A serpente poderia ter feito, pois tinha lábia suficientemente reptilesca, mas Adão era homem e não fora feito para ouvir admoestações,
porque lhe inculcaram os deuses um pouco desse chamado complexo quixotesco de
superioridade. Mas Eva, e a mulher o atesta, por outro lado, sofre um certo
complexo de inferioridade. A serpente sabia disso, e conhecia psicanálise
melhor que o Dr. Freud, e usou de uma dissuasão indireta.
Foi à Eva em vez de Adão, já que este não
aceitaria sugestões, pois é sempre demasiadamente altivo e cabeça dura para
aceitar opiniões dos outros. Eva não era assim. Bastava tocar em sua vaidade,
despertável sempre por sentir-se inferior. A serpente sabia que a vaidade
possui razões que a razão desconhece, e ainda aí, a serpente precedia Pascal e
superava-o. Expôs-lhe o que era o "fruto proibido": ele era tudo,
precisamente tudo o que lhe faltava.
A falta tem sempre um gosto de proibição, desde
os tempos adâmicos, e a serpente usou o eterno estratagema: o “das ausências”. Tudo
o que Eva quisesse, desejasse, e mesmo o que ela, em sua nudez e em sua
inocência, não conhecia nem poderia desejar, aquele fruto tão maduro pelo sol,
tão à mão, tão fácil para os olhos e para os lábios, ali estava para
oferecer-lhe encantamentos insuspeitados. A exortação da serpente obteve bom
êxito.
Mas o que a serpente queria não era Eva, porque
se somente ela pecasse, sabia, o Criador seria condescendente, magnânimo,
sobretudo tratando-se de uma pobre mulher. Se, porém, Adão seguisse o seu
conselho e pecasse, tudo seria diferente, porque Adão era demasiadamente
robusto, enérgico, vivo, de postura atlética, cheio de vontade, convicto de sua
superioridade histórica por ser o primeiro homem na face da Terra. A serpente
sabia que o Senhor não lhe perdoaria a desobediência. No entanto, se fosse Adão
o pecador, impediria ele que Eva também o fosse.

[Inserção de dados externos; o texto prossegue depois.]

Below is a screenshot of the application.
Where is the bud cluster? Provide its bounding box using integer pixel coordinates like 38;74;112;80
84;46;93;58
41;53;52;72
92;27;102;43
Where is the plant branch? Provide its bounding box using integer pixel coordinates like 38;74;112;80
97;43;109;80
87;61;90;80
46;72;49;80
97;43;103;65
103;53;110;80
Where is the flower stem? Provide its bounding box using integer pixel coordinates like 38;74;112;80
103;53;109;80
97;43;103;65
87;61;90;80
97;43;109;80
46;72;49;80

Ante o seu crime, seria capaz de um gesto de
suprema abnegação, porque a um homem, como Adão, tudo era possível, sobretudo
tratando-se de uma mulher como Eva. E ela seria poupada, e a serpente não
ganharia a glória de ter arrastado para o mundo, para o seu mundo, para a
terra, para além das fronteiras do Paraíso, antecâmara do Céu, o homem que ela
disputava com o Senhor. Por isso preferiu ir diretamente a Eva para atingir
Adão, e tudo seria obtido com a máxima facilidade. E, além disso, retirava ao
Senhor a oportunidade de perdoar.
O fruto proibido prometia tanta coisa... umas
reticências provocadoras . . . e Eva não resistiria. Não andava ela pelo
Paraíso à cata de tudo, querendo ver tudo, examinando tudo? Não a vira abrir as
conchinhas, espreitar os ninhos, esconder-se atrás das árvores para surpreender
as intimidades dos animais? Essa volúpia de saber era demasiadamente superficial,
mas indicava-lhe, natural e ingenuamente, o ponto fraco onde atacar. E foi.

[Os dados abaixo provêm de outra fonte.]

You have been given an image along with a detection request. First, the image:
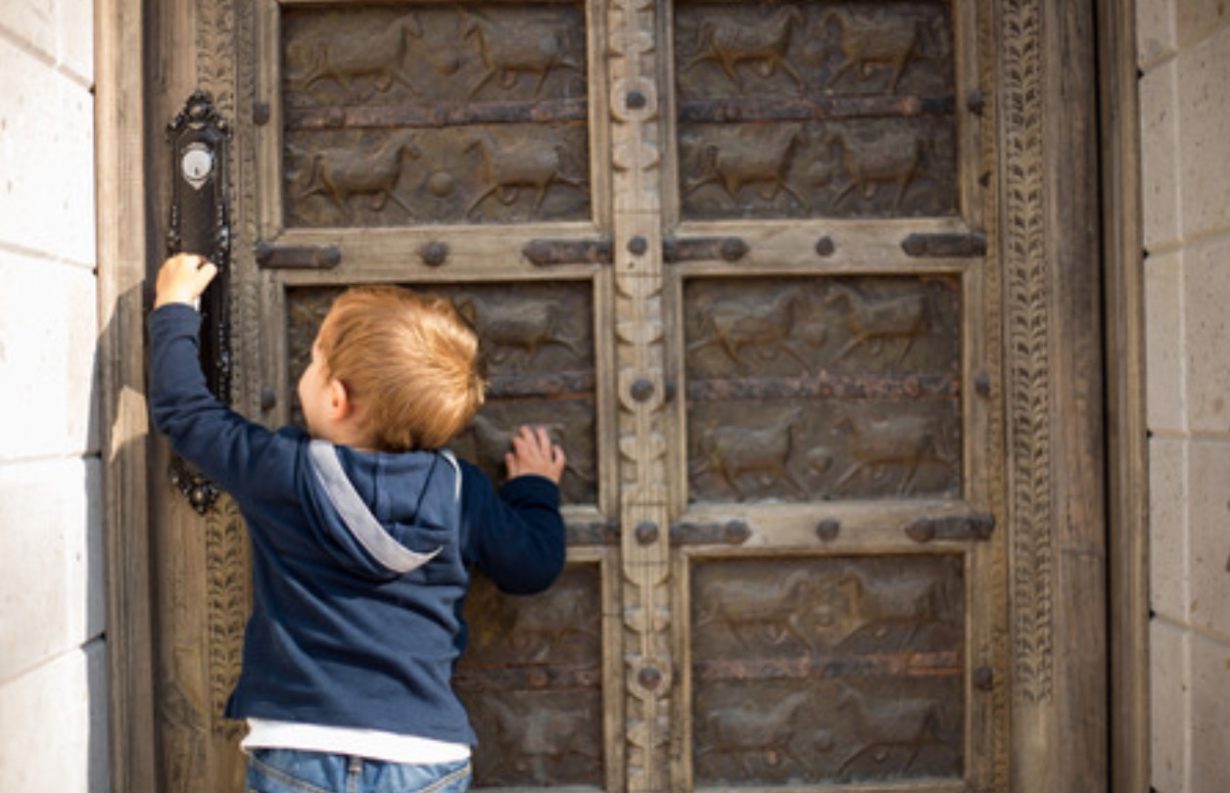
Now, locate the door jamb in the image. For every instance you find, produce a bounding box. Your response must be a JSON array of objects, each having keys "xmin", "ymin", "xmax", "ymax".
[
  {"xmin": 93, "ymin": 0, "xmax": 157, "ymax": 793},
  {"xmin": 1096, "ymin": 0, "xmax": 1150, "ymax": 793}
]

Eva, a princípio, relutou.
Mas quando a serpente lhe pôs nas mãos e junto
ao rosto o fruto maduro, rosado, apetitoso, foi negando com a cabeça que Eva o
segurou. E comeu-o. Poderia guardar segredo? A serpente sabia que não. Ela
jamais deixava de dizer a Adão tudo o que aprendia durante o dia. Não guardaria
para si o segredo, e depois um anjo do Senhor andava espreitando-os, e
certamente descobriria tudo, e Adão, num rompante heroico, se solidarizaria com
ela. E se tremesse ante a ira do Senhor?
Esse pensamento era demasiado doloroso para que
a serpente o contivesse. Por isso, insinuou-lhe que dissesse a Adão, e já. Nada
mais expressivo que a confissão adâmica, quando o Senhor lhe perguntou por que
o desobedecera, comendo o fruto proibido: "Foi Eva quem m'o deu, e eu
comi..." Ingênua e nobre resposta, simples, mas histórica, vindo de Eva,
embora forjado pela serpente, era aceita, e uma das primeiras leis psicológicas
formou-se nos tempos felizes do paraíso terrestre: o homem só aceita
conselhos quando eles vêm por intermédio da mulher.

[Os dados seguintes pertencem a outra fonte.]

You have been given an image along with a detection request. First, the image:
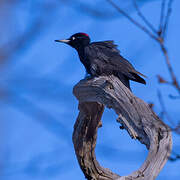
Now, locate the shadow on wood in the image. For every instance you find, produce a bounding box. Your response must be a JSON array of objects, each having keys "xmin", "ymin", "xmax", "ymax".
[{"xmin": 73, "ymin": 76, "xmax": 172, "ymax": 180}]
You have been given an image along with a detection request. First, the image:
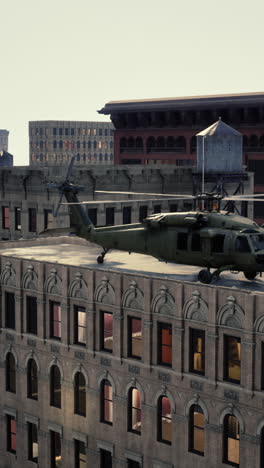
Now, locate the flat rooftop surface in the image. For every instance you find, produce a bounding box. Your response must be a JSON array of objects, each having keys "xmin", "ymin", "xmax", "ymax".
[{"xmin": 0, "ymin": 236, "xmax": 264, "ymax": 293}]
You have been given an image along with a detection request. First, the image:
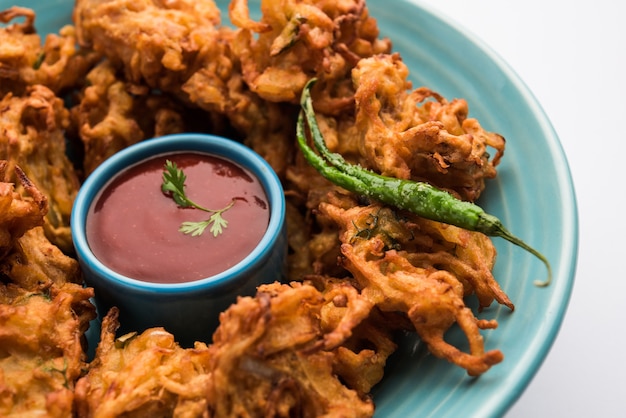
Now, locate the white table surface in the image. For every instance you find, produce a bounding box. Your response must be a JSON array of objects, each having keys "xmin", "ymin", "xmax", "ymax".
[{"xmin": 415, "ymin": 0, "xmax": 626, "ymax": 418}]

Adão inaugurou esse sistema que, depois,
formaria a técnica vulgar dos que desejam dominar e arrastar os homens. Veja-se
a história: todas as conquistas humanas, todas as ideologias, todas as ideias
vencem, quando mulheres as encarnam, para fundi-las na alma dos homens. O homem
sempre desconfia do homem, e o seu complexo de superioridade não lhe permite
aceitar orientações dadas por outro homem. Reage sempre; seu primeiro impulso é
sempre de oposição. A mulher, não; vem como Eva, de mansinho, meiga, serena,
gentil, e pede sem pedir, propondo.
Conjura de baixo, não de cima; e aí está o
sucesso dos conselhos femininos. Obriga, por isso, a que o homem pense sobre o
convite. E a força reativa, que gera seu complexo de superioridade, desaparece
ante ela, porque não a considera igual. É outro sexo, e, pensando ou não,
aceita. Assim, aqueles que desejam ou desejarem aconselhar os homens, façam-no
através das mulheres. Não tem sido outra a técnica dos dominadores, desde
Maquiavel e muito antes de Maquiavel, desde a serpente, que foi a primeira
adepta da psicologia aplicada, nos bons tempos áureos do paraíso terrestre...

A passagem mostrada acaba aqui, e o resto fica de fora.